Cancer

Cancer stole one of my best friends almost exactly four years ago, (yesterday would have been his birthday), and now my closest friend has non-hodgkins lymphoma.

When Dave got sick, it was like a living nightmare. He first identified a spot on his leg. We didn’t think it was going to be that big of a deal. It turned out to be a very big deal.

They initially did surgery to remove the affected area and said that they had successfully removed the cancer.

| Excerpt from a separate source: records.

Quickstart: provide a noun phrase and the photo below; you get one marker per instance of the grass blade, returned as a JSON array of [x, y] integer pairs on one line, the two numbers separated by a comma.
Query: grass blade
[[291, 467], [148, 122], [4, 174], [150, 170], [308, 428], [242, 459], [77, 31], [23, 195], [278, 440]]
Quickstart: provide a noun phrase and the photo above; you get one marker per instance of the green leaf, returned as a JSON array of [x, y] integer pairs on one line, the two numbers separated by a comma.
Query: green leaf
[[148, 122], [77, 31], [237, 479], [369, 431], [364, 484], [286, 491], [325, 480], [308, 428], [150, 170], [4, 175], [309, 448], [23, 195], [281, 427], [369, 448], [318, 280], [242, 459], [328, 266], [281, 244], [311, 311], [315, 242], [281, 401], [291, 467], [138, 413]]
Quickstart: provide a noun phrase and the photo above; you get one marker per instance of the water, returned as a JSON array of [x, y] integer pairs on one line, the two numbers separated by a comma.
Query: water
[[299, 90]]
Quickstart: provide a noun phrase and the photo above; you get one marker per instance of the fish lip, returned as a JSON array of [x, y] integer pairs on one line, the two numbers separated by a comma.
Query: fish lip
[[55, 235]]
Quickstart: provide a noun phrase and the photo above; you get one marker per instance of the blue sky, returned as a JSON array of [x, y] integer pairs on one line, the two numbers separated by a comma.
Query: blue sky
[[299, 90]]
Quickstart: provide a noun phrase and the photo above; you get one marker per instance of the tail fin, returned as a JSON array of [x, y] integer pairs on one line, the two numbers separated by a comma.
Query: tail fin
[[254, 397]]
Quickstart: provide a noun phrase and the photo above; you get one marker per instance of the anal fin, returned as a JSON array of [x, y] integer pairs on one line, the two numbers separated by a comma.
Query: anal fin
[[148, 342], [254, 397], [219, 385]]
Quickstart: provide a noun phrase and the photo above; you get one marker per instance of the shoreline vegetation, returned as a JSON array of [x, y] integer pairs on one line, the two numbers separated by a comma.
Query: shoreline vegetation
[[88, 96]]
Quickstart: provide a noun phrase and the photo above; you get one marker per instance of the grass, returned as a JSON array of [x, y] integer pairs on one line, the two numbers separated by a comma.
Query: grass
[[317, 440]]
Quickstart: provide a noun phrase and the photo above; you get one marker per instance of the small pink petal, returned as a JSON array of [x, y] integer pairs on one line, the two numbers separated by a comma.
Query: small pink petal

Little did we know that it would spread months later and lead to him having to have his leg amputated above the knee.

Dave was a trooper, and through the help of a good friend who was also an amputee, learned to live with his new prosthesis and move on with his life.

Eventually, the bone became infected and he had to have the leg amputated at the hip. It was a disaster. He was then back in a wheelchair or struggling to learn to balance on crutches all over again. He was a giant tree of a man, and it was very difficult for him to stay upright.

Thankfully, his friends built a ramp into his home and did what they could to keep his spirits up.

That helped until we found out that the cancer had metastasized into his stomach. Dave lasted three weeks past that point. It was terrible to visit him in the hospital and have the only recognition from him be a tight clench of my hand and a half smile. The light in his eyes was gone.

I am hopeful for my friend with NHL because right now, it appears that the prognosis will be better than it was for David. It just brings up a lot of old, sad memories that I haven’t fully processed.

I’m convinced my friend will be okay because that is just the way it has to be. That’s the attitude I have to have. I also believe that it is the most likely outcome. It’s a beatable cancer. Dave’s was a 1 in 100,000 rare type deal. My current friend’s is not.

I just need to get past the month of November and its memories and get on with life. Focusing on that is much better than focusing on the past.

Image from Pexels.

6 thoughts on “Cancer

  1. As a melanoma survivor, I just want to say you did a wonderful job staying at Dave’s side. As you said, the situation is different now, but cancer is always hard – for those who suffer from it, and for those who have to watch. All the best for you and your friend!